The conditions set for his release after his last arrest -- in November 2018 on suspicion of DWI and unlawfully carrying a weapon – required a stay at an inpatient clinic for PTSD treatment, a GPS monitor and no access to guns or alcohol.
Williams reportedly suffers from PTSD endured during his time in the U.S. Marine Corps, and the Vietnam War. He said he intentionally never sought help.
“I never got treatment, because I knew once I got treatment somebody would get the medical records and my career would be gone,” he said last year.
Williams has a history of alcohol problems he said began in 2015 after suffering a heart attack. The heart attack, he said, kicked his PTSD into "overdrive," and he started drinking to cope.

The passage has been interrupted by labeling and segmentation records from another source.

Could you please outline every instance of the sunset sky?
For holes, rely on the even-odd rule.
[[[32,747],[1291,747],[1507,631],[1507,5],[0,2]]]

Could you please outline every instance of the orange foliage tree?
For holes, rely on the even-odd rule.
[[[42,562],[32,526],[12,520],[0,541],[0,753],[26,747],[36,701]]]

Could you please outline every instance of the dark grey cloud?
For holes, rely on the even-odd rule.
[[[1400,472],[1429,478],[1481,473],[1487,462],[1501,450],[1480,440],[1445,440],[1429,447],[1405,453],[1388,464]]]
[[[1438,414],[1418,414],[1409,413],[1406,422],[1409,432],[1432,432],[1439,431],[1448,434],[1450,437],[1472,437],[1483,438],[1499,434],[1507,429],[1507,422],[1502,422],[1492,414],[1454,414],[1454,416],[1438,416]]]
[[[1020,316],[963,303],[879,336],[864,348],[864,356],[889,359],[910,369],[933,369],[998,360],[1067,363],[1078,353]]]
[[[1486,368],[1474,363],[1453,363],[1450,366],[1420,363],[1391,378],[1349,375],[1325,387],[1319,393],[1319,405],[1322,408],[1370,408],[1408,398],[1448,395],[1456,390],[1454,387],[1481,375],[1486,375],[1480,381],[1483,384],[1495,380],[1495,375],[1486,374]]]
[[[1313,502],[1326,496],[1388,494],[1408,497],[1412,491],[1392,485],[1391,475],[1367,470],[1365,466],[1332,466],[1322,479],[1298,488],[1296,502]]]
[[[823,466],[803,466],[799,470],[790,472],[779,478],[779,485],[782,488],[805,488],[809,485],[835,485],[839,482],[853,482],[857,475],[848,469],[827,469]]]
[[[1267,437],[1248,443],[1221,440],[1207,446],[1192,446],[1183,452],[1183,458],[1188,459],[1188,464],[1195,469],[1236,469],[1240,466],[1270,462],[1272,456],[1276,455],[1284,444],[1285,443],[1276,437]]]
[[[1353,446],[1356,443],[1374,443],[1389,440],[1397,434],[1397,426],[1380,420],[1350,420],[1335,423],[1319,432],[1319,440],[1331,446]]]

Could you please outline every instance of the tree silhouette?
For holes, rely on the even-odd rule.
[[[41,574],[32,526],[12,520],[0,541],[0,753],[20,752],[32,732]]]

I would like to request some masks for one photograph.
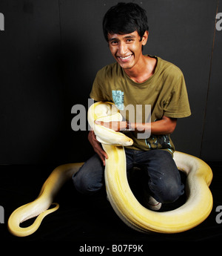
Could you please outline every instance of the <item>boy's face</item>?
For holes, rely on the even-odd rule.
[[[137,31],[129,34],[108,34],[109,47],[112,55],[124,69],[133,68],[142,56],[142,45],[148,39],[146,31],[142,40]]]

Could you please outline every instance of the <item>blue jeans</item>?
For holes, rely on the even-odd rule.
[[[160,203],[175,202],[184,194],[184,184],[170,153],[153,149],[147,151],[125,148],[127,177],[134,167],[141,171],[141,183],[147,193]],[[104,183],[104,166],[99,157],[90,158],[73,177],[77,191],[91,194]]]

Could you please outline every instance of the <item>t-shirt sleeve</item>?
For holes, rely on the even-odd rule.
[[[186,117],[191,115],[183,74],[175,82],[173,88],[164,103],[164,116],[172,118]]]
[[[110,101],[110,96],[107,92],[107,86],[106,86],[106,79],[103,70],[98,71],[95,80],[92,84],[92,90],[90,93],[90,98],[98,101]]]

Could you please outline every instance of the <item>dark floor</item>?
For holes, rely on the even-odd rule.
[[[33,201],[54,165],[0,165],[0,206],[4,209],[4,223],[0,224],[1,240],[11,241],[75,241],[87,243],[133,243],[147,244],[164,241],[222,241],[222,223],[216,222],[216,207],[222,206],[222,163],[208,163],[214,177],[210,186],[214,206],[209,217],[201,225],[179,234],[144,234],[126,226],[107,200],[105,191],[86,197],[78,193],[69,181],[55,201],[59,209],[46,217],[33,234],[17,237],[7,231],[10,214],[18,206]],[[222,216],[220,217],[222,220]]]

“After the heart attack it just magnified everything, and the sense of helplessness,” he said to reporter Greg Chandler in August 2018. “I was unable to defend myself and I felt helpless.”
In May 2018, he was he was arrested on Padre Island for public intoxication and resisting arrest -- only two months after he was acquitted of aggravated assault with a deadly weapon, reportedly relating to a road-rage incident. The resisting-arrest charge was dropped, and prosecutors and Williams' current lawyer Chris Gale had reached an agreement to dismiss the public-intoxication charge, but Municipal Court Judge Gail Loeb denied the request.
"This case has created public concern," Loeb said in a court document. "This court does not find that a dismissal serves justice or the public good."
He has also had trouble within the legal community. The Texas State Commission on Judicial Conduct issued two public reprimands against Williams in December 2018, and a three-judge panel upheld the ruling in May. The first reprimand was handed down in connection with accusations of inappropriate touching by several female judges and county employees, and the second, regarding his behavior in the courtroom. He denied the touching allegations, and defended his courtroom antics, saying it was his job to "shock the clients" and "make a point."
Williams said he will make a formal campaign announcement in December when he makes a final decision on which court to pursue.